Bihar has 16 seats in the upper house of Parliament. The retiring members are Harivansh Narayan Singh and Ram Nath Thakur of the Janata Dal (United), Prem Chand Gupta and Amarendra Dhari Singh of the Rashtriya Janata Dal, and Upendra Kushwaha of the Rashtriya Lok Morcha.
On current assembly numbers, the ruling National Democratic Alliance (NDA) has sufficient strength to win four of the five seats without difficulty. The opposition Grand Alliance, which comprises the RJD, Congress, and three Left parties, has 35 MLAs: 25 from the RJD, six from Congress, two from the CPI(ML) Liberation, and one each from the CPI and the Indian Inclusive Party (IIP).
A single Rajya Sabha seat in Bihar requires 41 first-preference votes for election. If the five MLAs of the All India Majlis-e-Ittehadul Muslimeen (AIMIM) and the one BSP MLA were to support a Grand Alliance candidate, the opposition would reach exactly 41 votes and could secure the fifth seat.
However, the AIMIM has now decided to field its own candidate for the Rajya Sabha elections.

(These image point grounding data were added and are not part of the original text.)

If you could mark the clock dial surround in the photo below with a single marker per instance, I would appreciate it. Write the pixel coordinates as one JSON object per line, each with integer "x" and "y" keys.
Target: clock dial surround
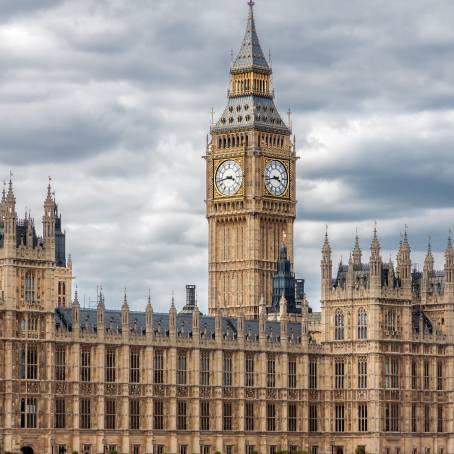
{"x": 276, "y": 178}
{"x": 229, "y": 178}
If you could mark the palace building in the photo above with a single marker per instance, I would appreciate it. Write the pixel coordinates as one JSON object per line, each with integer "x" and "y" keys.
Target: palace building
{"x": 261, "y": 372}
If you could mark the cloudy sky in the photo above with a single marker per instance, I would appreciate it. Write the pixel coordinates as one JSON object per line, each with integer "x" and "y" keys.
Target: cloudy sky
{"x": 113, "y": 98}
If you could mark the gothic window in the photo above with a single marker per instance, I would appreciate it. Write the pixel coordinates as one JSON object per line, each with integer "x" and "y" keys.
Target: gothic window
{"x": 362, "y": 324}
{"x": 134, "y": 366}
{"x": 292, "y": 417}
{"x": 85, "y": 365}
{"x": 313, "y": 373}
{"x": 313, "y": 421}
{"x": 391, "y": 373}
{"x": 392, "y": 417}
{"x": 205, "y": 368}
{"x": 205, "y": 415}
{"x": 227, "y": 415}
{"x": 110, "y": 365}
{"x": 362, "y": 373}
{"x": 362, "y": 418}
{"x": 158, "y": 367}
{"x": 60, "y": 414}
{"x": 339, "y": 421}
{"x": 134, "y": 414}
{"x": 339, "y": 325}
{"x": 249, "y": 370}
{"x": 60, "y": 363}
{"x": 271, "y": 417}
{"x": 158, "y": 415}
{"x": 339, "y": 374}
{"x": 85, "y": 414}
{"x": 292, "y": 373}
{"x": 182, "y": 370}
{"x": 29, "y": 362}
{"x": 271, "y": 372}
{"x": 391, "y": 323}
{"x": 227, "y": 370}
{"x": 28, "y": 413}
{"x": 182, "y": 415}
{"x": 249, "y": 416}
{"x": 29, "y": 288}
{"x": 110, "y": 415}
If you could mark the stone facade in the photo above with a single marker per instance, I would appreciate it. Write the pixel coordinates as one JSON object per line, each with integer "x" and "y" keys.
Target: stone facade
{"x": 372, "y": 369}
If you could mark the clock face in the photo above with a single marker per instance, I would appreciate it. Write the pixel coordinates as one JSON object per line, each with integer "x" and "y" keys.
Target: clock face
{"x": 229, "y": 178}
{"x": 276, "y": 178}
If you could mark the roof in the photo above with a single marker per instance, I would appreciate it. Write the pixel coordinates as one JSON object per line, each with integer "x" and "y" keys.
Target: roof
{"x": 250, "y": 55}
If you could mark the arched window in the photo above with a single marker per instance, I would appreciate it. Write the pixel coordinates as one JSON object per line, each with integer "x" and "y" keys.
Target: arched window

The party's Bihar president, Akhtarul Iman, has announced that the AIMIM will contest and has called on other opposition parties, including the RJD, to extend support.

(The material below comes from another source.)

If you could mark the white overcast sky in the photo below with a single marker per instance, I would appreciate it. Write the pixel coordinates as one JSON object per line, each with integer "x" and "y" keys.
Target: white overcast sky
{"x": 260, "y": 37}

The move is widely seen as a response to the breakdown in relations between the AIMIM and the RJD during the 2020 Bihar assembly elections. At that time, AIMIM representatives visited the residence of RJD leader Lalu Prasad Yadav to request an alliance, but the offer was rejected.

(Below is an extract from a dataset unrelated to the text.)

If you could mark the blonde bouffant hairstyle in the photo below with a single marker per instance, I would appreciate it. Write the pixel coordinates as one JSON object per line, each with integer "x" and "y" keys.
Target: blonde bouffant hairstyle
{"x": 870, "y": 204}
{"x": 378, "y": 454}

The subsequent campaign saw sharp exchanges between the two parties. The AIMIM eventually won five assembly seats, while the RJD secured 25. Sources within the RJD indicate that the party had been considering nominating its sitting Rajya Sabha member Amarendra Dhari Singh as a candidate for one of the seats.
Singh is a prominent trader in chemicals and fertilisers with substantial business interests in Hyderabad. It had been hoped that his Hyderabad connections might help secure AIMIM support. The AIMIM's decision to field its own candidate appears to have pre-empted that strategy.
RJD leaders say they remain hopeful that discussions with the AIMIM and other opposition groups can resolve the issue and preserve unity. They insist that an opposition candidate will still be put forward.
The NDA has the votes to elect four candidates comfortably: two from the BJP and two from the JD(U). Lok Janshakti Party (Ram Vilas) leader Chirag Paswan has already stated that his party is not seeking a Rajya Sabha berth.
If the NDA chooses to contest the fifth seat, it would need three additional votes beyond its current surplus, which would require cross-voting by opposition MLAs. No such cross-voting has taken place in Bihar Rajya Sabha elections during Nitish Kumar's tenure as Chief Minister.
The coming weeks will therefore determine whether the opposition can maintain sufficient cohesion to return one member, or whether the NDA will attempt to claim all five seats. The contest in Bihar is now likely to be the most closely watched of the forthcoming Rajya Sabha polls.